Source linked

LLMs يمكن تحديد نوع من نفسه من خلال علامات الأصابع، حتى عندما يتم تحديد هوية

يكتسب نموذج T5 معيّنًا 0.991 F1 في تحديد أي فئة LLM التي تم إنشاؤها من النص التحليل السياسي ، حتى بعد التمييز المستمر ، مما يثبت أن التخفيضات الحالية غير مفيدة ويزيد من قانون EU AI.

multi agent llmsstylometric fingerprintingeu ai actt5claude sonnetllama

A fine-tuned T5-base model identifies which commercial LLM family wrote a political analysis statement with Macro F1 = 0.991 (±0.008) — even after prompt-level anonymization strips away explicit identifiers. That score comes from a new cross-validation protocol that guarantees zero content overlap between training and test data, so the model is reading genuine stylometric fingerprints, not memorizing phrases.

The paper introduces a statement-disjoint cross-validation (SD-CV) protocol that forces a 2.1x increase in train-test content distance compared to a naive run-disjoint split (0.767 vs 0.366 cosine distance, p<0.001). T5 still delivers F1 = 0.978 on 24 completely held-out statements. The classifier assigns texts to one of five classes: four named LLM families (Claude Sonnet 4.6, Llama-3.3-70B, plus two others) and an open-world 'unknown' bucket. Zero-shot Claude Sonnet 4.6 and Llama-3.3-70B also perform above chance, but the fine-tuned T5 dominates.

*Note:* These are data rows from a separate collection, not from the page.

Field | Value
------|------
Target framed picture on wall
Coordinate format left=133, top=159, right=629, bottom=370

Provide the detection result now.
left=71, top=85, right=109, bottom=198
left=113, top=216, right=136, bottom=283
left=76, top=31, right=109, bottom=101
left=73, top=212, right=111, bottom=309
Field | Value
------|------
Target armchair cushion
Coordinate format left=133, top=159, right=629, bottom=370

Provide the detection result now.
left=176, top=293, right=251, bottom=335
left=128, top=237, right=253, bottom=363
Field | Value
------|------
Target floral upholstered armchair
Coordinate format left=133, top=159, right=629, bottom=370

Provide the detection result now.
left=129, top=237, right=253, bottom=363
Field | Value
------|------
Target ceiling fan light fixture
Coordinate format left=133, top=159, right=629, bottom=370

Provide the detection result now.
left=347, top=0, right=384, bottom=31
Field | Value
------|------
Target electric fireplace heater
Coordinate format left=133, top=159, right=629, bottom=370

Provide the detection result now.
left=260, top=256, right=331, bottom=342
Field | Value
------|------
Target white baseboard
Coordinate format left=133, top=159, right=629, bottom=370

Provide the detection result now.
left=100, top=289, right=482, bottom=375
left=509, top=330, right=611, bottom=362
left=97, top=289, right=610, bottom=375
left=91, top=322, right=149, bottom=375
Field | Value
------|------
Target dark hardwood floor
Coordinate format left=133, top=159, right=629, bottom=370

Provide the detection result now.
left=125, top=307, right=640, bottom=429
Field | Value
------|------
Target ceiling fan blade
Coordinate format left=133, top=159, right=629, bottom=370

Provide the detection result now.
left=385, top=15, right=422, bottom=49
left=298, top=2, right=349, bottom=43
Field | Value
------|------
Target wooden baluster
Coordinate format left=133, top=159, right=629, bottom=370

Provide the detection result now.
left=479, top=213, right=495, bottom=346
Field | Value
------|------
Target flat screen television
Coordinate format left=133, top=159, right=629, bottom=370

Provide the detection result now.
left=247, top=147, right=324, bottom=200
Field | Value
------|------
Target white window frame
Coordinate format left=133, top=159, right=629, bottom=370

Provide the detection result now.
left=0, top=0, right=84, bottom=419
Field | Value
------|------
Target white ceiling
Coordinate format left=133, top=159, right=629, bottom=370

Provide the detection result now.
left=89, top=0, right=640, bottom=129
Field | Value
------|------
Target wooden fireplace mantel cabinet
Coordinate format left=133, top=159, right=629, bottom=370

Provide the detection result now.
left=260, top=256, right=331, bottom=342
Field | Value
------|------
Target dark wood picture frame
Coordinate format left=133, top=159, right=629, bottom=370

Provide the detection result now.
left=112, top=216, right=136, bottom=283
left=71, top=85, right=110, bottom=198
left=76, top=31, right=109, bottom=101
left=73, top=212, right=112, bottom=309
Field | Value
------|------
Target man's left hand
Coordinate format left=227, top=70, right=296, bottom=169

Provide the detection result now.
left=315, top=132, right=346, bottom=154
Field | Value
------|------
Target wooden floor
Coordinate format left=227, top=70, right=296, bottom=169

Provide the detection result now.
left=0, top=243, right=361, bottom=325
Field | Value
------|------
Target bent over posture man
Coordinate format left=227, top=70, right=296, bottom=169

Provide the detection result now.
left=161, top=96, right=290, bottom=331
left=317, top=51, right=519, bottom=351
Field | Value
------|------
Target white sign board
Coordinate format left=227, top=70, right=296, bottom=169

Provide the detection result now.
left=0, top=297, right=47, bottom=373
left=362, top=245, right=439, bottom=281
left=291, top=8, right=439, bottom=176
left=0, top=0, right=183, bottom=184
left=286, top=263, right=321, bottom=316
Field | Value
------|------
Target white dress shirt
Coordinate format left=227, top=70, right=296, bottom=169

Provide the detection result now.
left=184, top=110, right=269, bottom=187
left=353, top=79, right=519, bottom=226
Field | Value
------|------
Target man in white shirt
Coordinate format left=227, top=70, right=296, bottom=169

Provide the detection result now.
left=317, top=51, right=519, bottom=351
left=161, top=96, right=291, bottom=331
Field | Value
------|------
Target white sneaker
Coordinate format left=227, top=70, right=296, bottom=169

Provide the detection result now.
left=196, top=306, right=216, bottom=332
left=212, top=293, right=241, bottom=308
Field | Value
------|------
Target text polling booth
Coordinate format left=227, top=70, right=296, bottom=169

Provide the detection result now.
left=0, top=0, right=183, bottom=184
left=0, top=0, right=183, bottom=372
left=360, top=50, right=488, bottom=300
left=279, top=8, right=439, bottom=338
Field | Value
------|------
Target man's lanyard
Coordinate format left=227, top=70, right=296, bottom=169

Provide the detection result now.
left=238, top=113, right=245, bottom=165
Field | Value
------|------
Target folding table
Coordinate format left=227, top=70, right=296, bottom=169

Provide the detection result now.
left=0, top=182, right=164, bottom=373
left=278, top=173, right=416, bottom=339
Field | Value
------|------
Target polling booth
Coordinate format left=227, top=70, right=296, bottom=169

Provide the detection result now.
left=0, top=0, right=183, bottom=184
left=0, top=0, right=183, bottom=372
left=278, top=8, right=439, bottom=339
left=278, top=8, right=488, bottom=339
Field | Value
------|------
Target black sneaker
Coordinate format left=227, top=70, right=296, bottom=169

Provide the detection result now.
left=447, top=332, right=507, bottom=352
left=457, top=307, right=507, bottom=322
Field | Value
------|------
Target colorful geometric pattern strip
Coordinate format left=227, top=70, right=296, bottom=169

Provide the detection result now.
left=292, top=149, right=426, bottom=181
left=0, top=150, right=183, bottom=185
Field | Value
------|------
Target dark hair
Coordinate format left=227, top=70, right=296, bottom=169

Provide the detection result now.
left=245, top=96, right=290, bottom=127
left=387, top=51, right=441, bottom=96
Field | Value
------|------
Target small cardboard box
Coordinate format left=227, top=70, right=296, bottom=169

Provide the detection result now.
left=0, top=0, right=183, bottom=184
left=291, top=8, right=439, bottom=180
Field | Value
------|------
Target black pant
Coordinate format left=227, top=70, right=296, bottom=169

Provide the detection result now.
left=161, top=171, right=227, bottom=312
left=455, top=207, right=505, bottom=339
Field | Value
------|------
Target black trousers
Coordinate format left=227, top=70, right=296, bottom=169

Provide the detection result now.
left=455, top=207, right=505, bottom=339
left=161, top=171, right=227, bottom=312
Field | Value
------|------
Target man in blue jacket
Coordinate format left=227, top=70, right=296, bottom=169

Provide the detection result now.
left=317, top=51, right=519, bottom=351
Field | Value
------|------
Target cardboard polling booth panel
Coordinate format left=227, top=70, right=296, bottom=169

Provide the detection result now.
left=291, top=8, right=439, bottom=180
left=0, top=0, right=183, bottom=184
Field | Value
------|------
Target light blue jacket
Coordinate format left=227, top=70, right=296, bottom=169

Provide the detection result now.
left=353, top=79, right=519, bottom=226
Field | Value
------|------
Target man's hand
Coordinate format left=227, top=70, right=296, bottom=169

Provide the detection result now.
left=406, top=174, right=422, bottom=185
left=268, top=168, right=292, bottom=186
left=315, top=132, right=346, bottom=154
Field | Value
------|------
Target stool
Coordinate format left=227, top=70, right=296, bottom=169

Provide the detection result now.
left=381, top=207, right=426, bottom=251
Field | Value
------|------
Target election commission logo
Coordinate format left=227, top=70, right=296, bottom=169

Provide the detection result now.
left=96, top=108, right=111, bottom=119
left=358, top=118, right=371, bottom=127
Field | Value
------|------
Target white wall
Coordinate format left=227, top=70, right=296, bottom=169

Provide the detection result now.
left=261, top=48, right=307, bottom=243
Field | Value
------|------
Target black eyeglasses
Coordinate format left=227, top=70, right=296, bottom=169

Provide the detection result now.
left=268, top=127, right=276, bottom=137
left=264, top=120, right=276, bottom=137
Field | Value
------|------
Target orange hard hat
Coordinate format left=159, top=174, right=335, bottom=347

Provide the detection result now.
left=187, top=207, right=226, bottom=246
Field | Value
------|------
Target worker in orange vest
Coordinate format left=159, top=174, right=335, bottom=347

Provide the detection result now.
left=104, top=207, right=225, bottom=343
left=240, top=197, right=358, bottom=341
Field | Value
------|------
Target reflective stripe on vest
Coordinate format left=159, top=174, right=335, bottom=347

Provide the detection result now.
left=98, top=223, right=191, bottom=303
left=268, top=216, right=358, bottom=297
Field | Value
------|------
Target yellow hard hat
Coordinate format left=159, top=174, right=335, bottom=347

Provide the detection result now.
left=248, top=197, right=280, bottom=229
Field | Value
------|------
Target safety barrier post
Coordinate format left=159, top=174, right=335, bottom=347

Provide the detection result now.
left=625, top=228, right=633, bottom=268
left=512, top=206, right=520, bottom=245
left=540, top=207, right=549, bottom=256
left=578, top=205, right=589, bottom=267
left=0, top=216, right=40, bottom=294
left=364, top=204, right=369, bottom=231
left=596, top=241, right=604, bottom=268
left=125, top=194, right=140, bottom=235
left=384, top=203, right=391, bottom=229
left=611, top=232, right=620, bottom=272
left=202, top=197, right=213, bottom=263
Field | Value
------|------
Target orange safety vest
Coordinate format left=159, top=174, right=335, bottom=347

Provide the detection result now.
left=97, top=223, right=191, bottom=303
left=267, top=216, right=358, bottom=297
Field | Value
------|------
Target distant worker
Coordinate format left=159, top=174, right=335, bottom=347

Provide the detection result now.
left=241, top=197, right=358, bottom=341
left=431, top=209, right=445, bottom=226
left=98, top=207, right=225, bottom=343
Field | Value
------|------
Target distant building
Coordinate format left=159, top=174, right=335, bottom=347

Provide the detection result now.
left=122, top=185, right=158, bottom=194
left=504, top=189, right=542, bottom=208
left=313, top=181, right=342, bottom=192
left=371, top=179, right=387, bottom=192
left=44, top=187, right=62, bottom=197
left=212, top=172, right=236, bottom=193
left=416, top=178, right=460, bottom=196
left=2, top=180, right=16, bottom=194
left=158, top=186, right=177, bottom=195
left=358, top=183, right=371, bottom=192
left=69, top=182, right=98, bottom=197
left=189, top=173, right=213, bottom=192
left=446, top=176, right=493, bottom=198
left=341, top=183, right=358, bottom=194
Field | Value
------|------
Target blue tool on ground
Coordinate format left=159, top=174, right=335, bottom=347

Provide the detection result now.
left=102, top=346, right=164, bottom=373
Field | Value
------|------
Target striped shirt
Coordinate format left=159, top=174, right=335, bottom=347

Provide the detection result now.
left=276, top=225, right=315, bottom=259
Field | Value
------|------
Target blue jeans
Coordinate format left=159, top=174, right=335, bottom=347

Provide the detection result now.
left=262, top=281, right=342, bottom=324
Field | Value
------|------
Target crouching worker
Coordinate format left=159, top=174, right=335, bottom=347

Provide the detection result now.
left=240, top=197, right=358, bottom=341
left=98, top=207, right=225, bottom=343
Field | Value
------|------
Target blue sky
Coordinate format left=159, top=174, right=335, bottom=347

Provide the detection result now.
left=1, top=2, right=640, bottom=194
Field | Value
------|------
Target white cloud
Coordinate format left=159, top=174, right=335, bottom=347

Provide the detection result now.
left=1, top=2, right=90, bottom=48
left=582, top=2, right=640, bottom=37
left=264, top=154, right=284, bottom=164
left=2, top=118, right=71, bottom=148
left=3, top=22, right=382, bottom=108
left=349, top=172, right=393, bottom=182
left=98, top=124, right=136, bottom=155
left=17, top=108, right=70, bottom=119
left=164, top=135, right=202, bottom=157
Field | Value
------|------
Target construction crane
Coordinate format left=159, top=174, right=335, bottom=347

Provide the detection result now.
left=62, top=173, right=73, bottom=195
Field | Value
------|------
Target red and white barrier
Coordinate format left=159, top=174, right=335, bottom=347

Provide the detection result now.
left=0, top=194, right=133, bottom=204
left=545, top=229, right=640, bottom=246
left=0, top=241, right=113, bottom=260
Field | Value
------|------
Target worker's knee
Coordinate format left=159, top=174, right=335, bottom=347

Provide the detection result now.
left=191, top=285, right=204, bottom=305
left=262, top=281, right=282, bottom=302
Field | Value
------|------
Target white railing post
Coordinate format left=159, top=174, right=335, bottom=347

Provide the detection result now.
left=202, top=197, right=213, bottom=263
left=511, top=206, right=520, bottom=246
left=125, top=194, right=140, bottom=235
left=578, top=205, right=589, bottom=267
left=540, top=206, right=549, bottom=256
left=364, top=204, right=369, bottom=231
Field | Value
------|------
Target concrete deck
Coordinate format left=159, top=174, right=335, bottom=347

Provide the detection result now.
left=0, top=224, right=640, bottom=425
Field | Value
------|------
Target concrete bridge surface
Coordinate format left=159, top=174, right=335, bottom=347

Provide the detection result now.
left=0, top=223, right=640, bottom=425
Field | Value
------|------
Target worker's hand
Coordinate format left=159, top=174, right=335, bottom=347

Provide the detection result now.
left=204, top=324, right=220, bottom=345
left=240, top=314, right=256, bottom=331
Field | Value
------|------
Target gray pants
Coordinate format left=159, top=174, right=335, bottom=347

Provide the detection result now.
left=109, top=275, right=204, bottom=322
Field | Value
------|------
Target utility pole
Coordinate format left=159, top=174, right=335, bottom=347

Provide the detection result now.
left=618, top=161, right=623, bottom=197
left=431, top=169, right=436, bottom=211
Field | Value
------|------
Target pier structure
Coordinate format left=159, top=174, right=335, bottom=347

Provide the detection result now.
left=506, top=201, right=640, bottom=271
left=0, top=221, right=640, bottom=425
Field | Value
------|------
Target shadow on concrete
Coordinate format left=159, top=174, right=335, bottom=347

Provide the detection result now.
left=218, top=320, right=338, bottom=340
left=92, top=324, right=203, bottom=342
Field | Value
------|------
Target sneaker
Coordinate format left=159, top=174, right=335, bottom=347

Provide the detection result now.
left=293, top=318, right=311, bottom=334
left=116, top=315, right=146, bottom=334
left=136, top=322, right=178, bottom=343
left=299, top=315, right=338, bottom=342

Prompt-Level Anonymization Is Not a Mitigation

Prior work assumed that stripping model names from prompts — asking an LLM to analyze a statement without revealing its own identity — would eliminate peer-preservation bias. This paper kills that assumption with a number: a fractional SD-CV analysis shows the performance knee occurs at about 40% of training data (~440 texts). A handful of examples is enough for the model to learn the style of each family’s role-constrained outputs. The stylometric signal is baked into phrasing, tone, punctuation, and reasoning patterns that survive anonymization.

Real-World Stakes: Multi-Agent Pipelines and the EU AI Act

Multi-agent LLM pipelines are vulnerable to a specific failure mode called peer-preservation bias: agents go easy on texts they suspect came from another LLM, skewing results. If agents can fingerprint their peers, prompt-level anonymization is theater. The authors directly link this to EU AI Act Articles 13 (transparency), 14 (human oversight), and 26 (obligations of deployers). Any system that uses multiple LLM backends for quality-critical decisions — say, political content moderation, compliance auditing, or financial analysis — now has an unaddressed model-identity leak that regulators will care about.

The paper doesn't propose a fix; it establishes that the problem is real and measurable. Future work will need to attack stylometric leakage at the generation level, not just the prompt level. That means retraining or post-processing to scrub unwitting authorial signatures from LLM outputs — a much harder engineering problem than slapping a "don't say your name" instruction on a system prompt.


Source: Can Multi-Agent LLMs Identify Their Peers? Stylometric Fingerprinting in Role-Constrained Political Analysis
Domain: arxiv.org

Read original source ->

External source stays available while the OJO article and comment thread stay local.

Comments load interactively on the live page.